Van Helsing's Diaries: Nosferatu
Page 18
Jane wipes the blood from her gloves on a bunch of napkins from a nearby fast food restaurant. The customers are mortified by her callous indifference as she tosses the bloody napkins on an outdoor table. They cower, and I wonder if she revels in the fear she commands.
Sirens sound. A fire engine turns into the market, driving half on the sidewalk to avoid the stalls clogging the road. Emergency lights flicker across the buildings. We join the crowd among the stalls, blending in with the other survivors, working our way toward the main street.
Police set up an outer cordon, wanting to cast a wide net.
“This way,” Jane says, and we slip down a narrow alley, through a back door, into a kitchen preparing French cuisine, out into an almost empty restaurant, then onto the main street.
“I—I can’t believe I just watched you kill someone in cold blood.”
“Cold? Oh, no. They’re always a little warm. Side effect of a high metabolism. Get them worked up, and they’ll break a hundred and ten in a fight.”
“You—” I say. “You know what I mean. You just killed that man. I watched him die.”
“We are at war,” Jane replies with a voice that matches the icy chill in the air.
“Jesus,” I say, running my hands up through my hair. “Three people, Jane. I’ve barely been with you for three hours and you’ve killed three people.”
“Technically, I only killed two of them,” she replies. “The bodyguard took himself out.”
I shake my head in disbelief. “Alan—Jane. This isn’t you.”
“It’s not always like this,” she says. “Normally, they don’t get so close.
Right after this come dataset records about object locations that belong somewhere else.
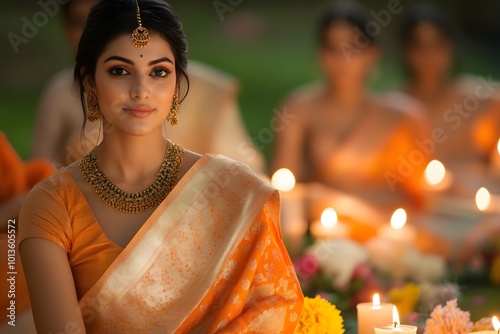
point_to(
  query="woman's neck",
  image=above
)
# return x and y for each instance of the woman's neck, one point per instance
(427, 89)
(131, 162)
(346, 95)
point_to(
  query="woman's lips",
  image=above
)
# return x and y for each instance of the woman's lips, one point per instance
(139, 112)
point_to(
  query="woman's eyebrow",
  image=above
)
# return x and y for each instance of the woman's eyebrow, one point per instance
(128, 61)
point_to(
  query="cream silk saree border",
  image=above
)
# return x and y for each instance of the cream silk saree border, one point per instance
(149, 287)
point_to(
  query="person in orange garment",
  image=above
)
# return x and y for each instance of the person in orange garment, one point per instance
(337, 134)
(17, 178)
(210, 119)
(466, 110)
(142, 235)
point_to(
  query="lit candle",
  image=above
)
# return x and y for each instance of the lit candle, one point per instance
(483, 199)
(328, 227)
(293, 218)
(395, 327)
(373, 314)
(437, 177)
(398, 231)
(496, 326)
(495, 161)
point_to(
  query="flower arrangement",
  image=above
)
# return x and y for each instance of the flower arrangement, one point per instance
(339, 270)
(320, 317)
(449, 319)
(347, 272)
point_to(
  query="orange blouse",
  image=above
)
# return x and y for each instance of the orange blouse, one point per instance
(59, 212)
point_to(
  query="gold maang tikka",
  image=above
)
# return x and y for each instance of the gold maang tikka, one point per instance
(140, 36)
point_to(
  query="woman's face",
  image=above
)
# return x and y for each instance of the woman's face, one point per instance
(135, 86)
(429, 53)
(344, 56)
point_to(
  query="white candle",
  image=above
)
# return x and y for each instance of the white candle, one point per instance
(437, 177)
(395, 327)
(496, 326)
(293, 217)
(398, 231)
(328, 227)
(373, 314)
(483, 199)
(495, 161)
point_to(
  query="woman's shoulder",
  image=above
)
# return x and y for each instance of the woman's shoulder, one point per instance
(54, 186)
(238, 171)
(305, 94)
(400, 103)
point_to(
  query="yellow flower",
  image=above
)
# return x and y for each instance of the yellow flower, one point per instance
(405, 298)
(319, 317)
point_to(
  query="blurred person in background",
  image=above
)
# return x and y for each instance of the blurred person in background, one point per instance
(465, 110)
(343, 136)
(209, 117)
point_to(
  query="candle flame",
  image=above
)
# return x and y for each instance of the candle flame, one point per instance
(329, 218)
(496, 323)
(435, 172)
(283, 180)
(395, 316)
(483, 199)
(398, 219)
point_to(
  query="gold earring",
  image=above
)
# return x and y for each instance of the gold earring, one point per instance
(93, 111)
(173, 115)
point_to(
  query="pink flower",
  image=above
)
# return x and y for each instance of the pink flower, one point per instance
(306, 266)
(448, 319)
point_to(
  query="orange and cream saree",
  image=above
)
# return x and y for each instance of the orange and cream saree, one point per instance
(209, 260)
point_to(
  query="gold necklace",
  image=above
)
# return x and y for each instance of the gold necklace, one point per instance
(134, 202)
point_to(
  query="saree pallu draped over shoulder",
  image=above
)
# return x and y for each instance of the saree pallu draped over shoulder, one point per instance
(208, 260)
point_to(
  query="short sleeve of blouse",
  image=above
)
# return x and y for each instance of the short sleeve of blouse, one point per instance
(44, 214)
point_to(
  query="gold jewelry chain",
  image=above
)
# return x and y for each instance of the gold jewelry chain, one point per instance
(134, 202)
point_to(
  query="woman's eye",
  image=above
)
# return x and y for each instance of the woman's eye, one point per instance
(160, 72)
(118, 71)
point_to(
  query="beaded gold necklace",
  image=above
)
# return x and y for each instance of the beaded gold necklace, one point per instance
(134, 202)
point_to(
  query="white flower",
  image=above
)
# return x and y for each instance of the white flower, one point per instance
(338, 259)
(423, 267)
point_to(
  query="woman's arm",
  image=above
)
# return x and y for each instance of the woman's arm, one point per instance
(51, 287)
(268, 288)
(10, 210)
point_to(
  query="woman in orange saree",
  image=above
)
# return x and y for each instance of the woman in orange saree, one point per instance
(140, 235)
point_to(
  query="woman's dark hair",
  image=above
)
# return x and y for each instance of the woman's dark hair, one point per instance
(111, 18)
(426, 13)
(345, 11)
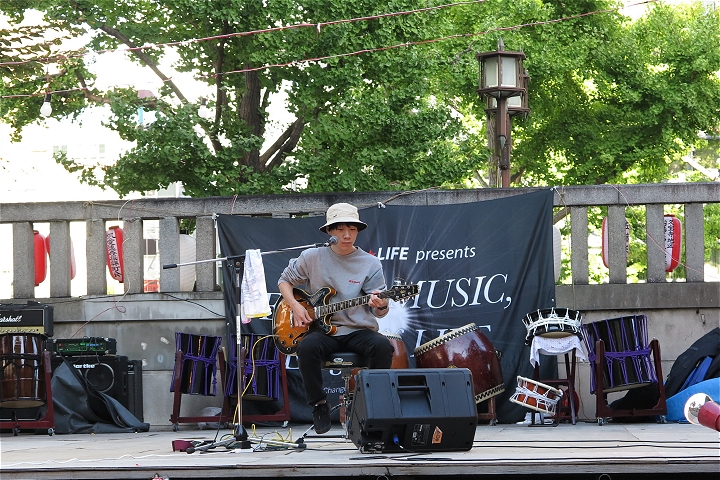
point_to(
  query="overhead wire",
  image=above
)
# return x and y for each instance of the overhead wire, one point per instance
(320, 58)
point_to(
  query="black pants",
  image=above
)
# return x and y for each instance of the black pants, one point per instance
(316, 346)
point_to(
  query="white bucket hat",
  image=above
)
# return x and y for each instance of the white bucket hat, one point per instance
(343, 213)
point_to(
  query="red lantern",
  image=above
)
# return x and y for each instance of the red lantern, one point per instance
(673, 242)
(72, 256)
(113, 251)
(605, 241)
(40, 258)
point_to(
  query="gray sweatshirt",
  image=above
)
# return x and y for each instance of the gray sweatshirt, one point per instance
(353, 276)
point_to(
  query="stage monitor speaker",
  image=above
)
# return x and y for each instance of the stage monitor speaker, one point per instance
(413, 410)
(106, 373)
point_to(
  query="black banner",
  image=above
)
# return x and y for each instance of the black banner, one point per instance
(488, 263)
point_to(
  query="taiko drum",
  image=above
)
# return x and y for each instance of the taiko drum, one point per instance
(466, 347)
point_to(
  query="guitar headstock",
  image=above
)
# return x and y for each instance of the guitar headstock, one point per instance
(400, 292)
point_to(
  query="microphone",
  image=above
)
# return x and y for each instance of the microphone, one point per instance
(330, 241)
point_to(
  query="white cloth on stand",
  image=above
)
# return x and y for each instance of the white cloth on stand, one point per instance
(253, 292)
(555, 346)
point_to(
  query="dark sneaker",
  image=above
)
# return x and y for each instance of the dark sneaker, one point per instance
(321, 418)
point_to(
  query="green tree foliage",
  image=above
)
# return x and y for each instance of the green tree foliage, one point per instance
(612, 100)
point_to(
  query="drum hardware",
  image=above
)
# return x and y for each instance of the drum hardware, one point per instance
(552, 323)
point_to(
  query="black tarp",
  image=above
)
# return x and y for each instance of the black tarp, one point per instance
(488, 263)
(80, 408)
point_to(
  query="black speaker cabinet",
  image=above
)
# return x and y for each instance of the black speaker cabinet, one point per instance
(135, 389)
(106, 373)
(413, 410)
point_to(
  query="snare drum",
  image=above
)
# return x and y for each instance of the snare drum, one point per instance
(198, 369)
(22, 379)
(400, 355)
(466, 347)
(536, 396)
(553, 323)
(627, 353)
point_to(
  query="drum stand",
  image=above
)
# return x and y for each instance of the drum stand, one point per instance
(491, 414)
(175, 417)
(48, 420)
(569, 382)
(602, 410)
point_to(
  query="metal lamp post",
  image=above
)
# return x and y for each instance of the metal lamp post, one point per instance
(504, 82)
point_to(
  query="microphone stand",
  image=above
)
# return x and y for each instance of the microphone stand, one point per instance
(239, 433)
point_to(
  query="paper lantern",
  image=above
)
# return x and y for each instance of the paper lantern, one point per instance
(72, 256)
(113, 251)
(40, 257)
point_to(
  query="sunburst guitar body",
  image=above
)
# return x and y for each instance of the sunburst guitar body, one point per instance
(288, 334)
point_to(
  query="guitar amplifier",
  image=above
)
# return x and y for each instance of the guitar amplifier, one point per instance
(31, 318)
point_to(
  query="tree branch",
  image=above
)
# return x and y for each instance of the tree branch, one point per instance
(89, 95)
(145, 59)
(283, 145)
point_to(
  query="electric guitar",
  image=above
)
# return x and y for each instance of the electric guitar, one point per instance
(288, 335)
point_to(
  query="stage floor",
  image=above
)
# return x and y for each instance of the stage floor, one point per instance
(586, 450)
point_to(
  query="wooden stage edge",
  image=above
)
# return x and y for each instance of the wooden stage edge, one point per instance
(586, 450)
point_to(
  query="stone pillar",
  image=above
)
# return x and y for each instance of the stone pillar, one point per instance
(206, 250)
(23, 260)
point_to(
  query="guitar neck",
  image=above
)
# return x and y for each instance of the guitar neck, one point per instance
(324, 310)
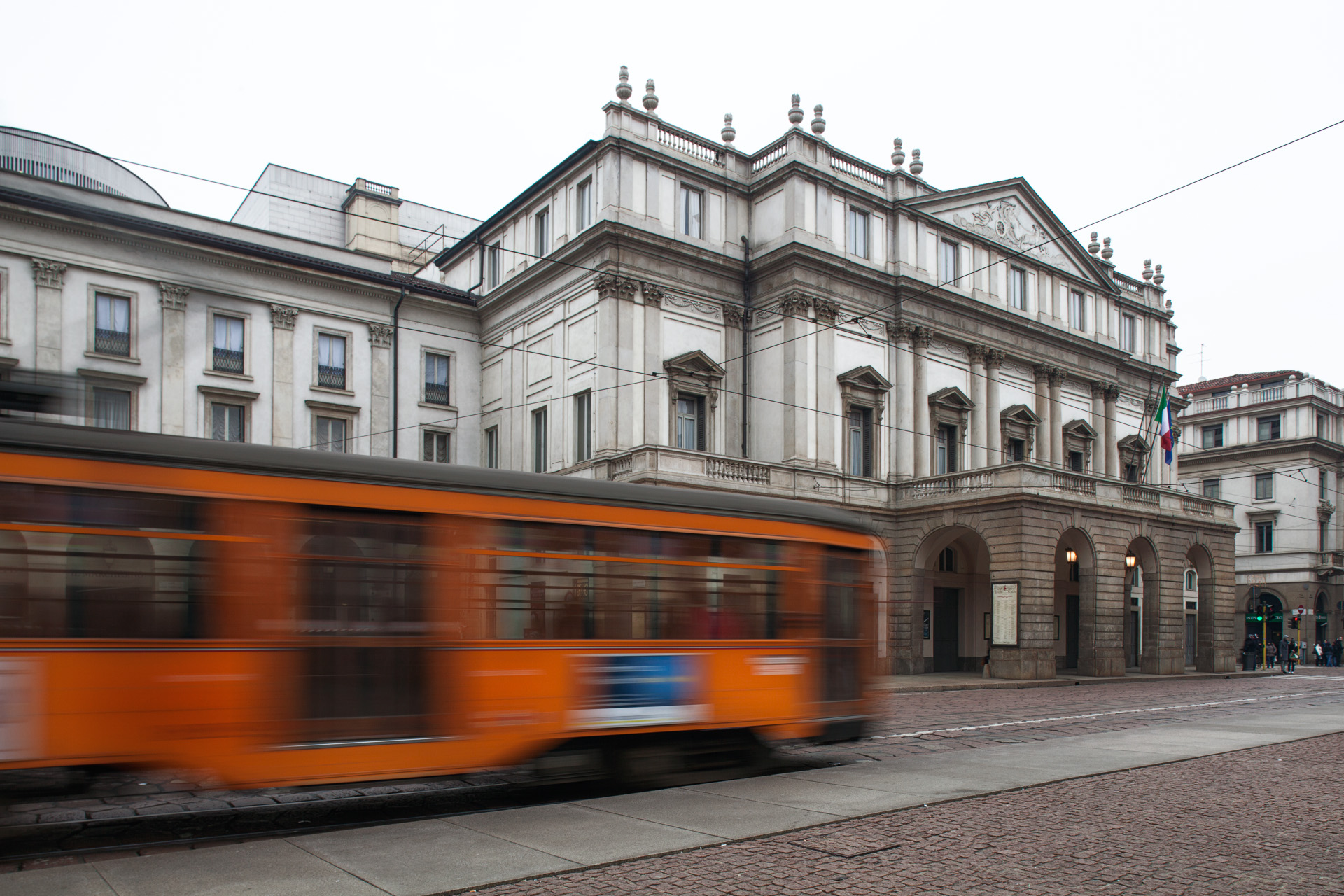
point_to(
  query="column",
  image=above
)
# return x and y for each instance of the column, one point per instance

We had to send a message.”
We? Message?
“Well, I suspect you’ve got their attention."
The bitter cold wind bites at my exposed cheeks.
Jane buries her hands in her jacket pockets, saying, “They’re afraid. Can you believe that?”
To which I say, “That guy back at the restaurant? How did you know he was a vampire? How could you be sure?”
“You mean, before he leaped up on the bench like a jaguar, and tore his own hand loose? Because, at that point, I think it was pretty clear.”
“Yeah,” I say. “Before then.”
“Like I said—they’re scared. They like to keep to the shadows, to ply their evil unnoticed, but we’re not playing ball, so they’re trying to get close to us—to figure out how much we know—to destroy us. For the first time in a long while, they feel vulnerable.”
I say, “I don’t know that vulnerable is the term I’d use to describe vampires.”
Jane laughs, punching me on the arm. “You’re funny.”
Vlad and Anton are waiting for us on the street.
“It’s done,” Jane says.
“Good,” Anton replies with vapor forming on his breath. He rubs his gloved hands together in a feeble effort to get warm. Vlad hops into what looks like a brand new Mercedes S-Class. Jane and I climb in the back. She seems to know where we’re going. I don’t ask. At a guess, we’re heading east, but the old man said we were leaving tomorrow. I can’t help but feel unsettled, as though he’s deliberately misleading me, trying to keep me off-kilter.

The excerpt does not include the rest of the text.